Hardee’s seems to have ignored the fact that sales (against the year before) were worse while their Paris Hilton ads were running than at any other time during the year. This data didn’t stop them from revamping their whole Internet strategy around the teenage boys who furiously emailed the clip to one another. It should surprise no one that boys can be counted on to admire a half-naked Paris Hilton whether or not they ever buy a burger.

Likewise, I saw my first Amex-created Seinfeld webisode on the same day I learned that my Platinum card no longer granted me access to an airport lounge. I’ll get my Seinfeld on TV, thank you. My credit card was supposed to offer a different set of privileges. On Chevy’s website for user-edited SUV ads, the clever protest spots *against* SUV’s are, not surprisingly, getting the highest hit counts. And while Converse may be breeding the next generation of advertising executives through its more successful video uploading campaign, all this activity has nothing to do with creating or supporting a culture of sports or physical activity. They’ll end up selling a lot more Apple iMacs and Sony Handycams through this popular interactive media stunt than sneakers.

That’s because, as Marshall McLuhan taught us, the medium really is the message. TV sells TV, Paris Hilton sells Paris Hilton, and sneakers sell sneakers. TV’s liberation from advertisers shouldn’t have sent brands running to find a new unrelated medium on which to promote themselves; their panicked migration to the Internet, cell phones, or movie product placements only bespeaks a lack of faith in the selling power of the products, themselves.

These days, consumer goods are their own best media. Just as the Starbucks coffee cup and cafe experience sells more coffee than any TV or billboard advertising campaign, the shape of a automobile chassis or placement of its cupholders sells more cars than all that indistinguishable footage of cars taking turns on desert lakebeds.
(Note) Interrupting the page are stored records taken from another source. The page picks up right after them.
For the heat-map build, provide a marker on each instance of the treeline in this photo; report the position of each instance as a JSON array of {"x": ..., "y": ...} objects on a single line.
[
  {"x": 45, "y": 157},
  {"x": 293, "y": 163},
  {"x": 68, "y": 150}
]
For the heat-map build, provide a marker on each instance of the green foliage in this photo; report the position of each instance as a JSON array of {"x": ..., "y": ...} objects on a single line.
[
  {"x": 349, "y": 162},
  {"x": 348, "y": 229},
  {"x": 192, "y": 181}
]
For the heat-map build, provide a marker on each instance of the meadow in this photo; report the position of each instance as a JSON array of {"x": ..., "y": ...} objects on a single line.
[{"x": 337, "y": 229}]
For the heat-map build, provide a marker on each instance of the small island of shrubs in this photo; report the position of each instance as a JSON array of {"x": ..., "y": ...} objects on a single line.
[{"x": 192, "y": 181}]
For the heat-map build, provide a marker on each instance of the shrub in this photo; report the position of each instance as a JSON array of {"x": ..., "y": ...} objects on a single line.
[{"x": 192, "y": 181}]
Great products are their own billboards, and satisfied customers (not to mention passionate employees) are their best spokespeople.
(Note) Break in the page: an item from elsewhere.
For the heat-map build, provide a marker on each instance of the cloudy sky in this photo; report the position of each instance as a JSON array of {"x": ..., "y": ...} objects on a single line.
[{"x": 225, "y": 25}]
The “word of mouth” that today’s hippest marketers covet – whether they call it viral marketing or cult branding – only really happens when people actually like a product enough to share their experiences with other people. And we consumers don’t do this because we care so much about the brand we’re promoting. We do it because our recommendation earns us a certain kind of respect from our friends – our expertise is a form of “social currency.”

True enough, in a culture where most of us are looking for excuses to interact – for conversation starters at the water cooler – marketers can still make ads on the Internet or beyond that give us something to talk about. But the companies who want us talking about their products instead of the entertainments they happen to be sponsoring now have an opportunity to take a great shortcut and communicate to us directly through the quality of their products.

In this sense, the Internet is not a threat to marketers, but a boon. Interactive media, more than just offering audiences a chance to skip ads or download ad-free programs, gives its users the ability to compare products’ prices and attributes, learn about the companies making them, and even share this information with others via blogs, bulletin boards, and sites offering consumers’ ratings of products.

For those willing to invest their products with qualities worth talking about, this new form of promotional media becomes essentially free. As for TV viewers, well, they’ll learn that just like the consumers of any other product out there, you get what you pay for.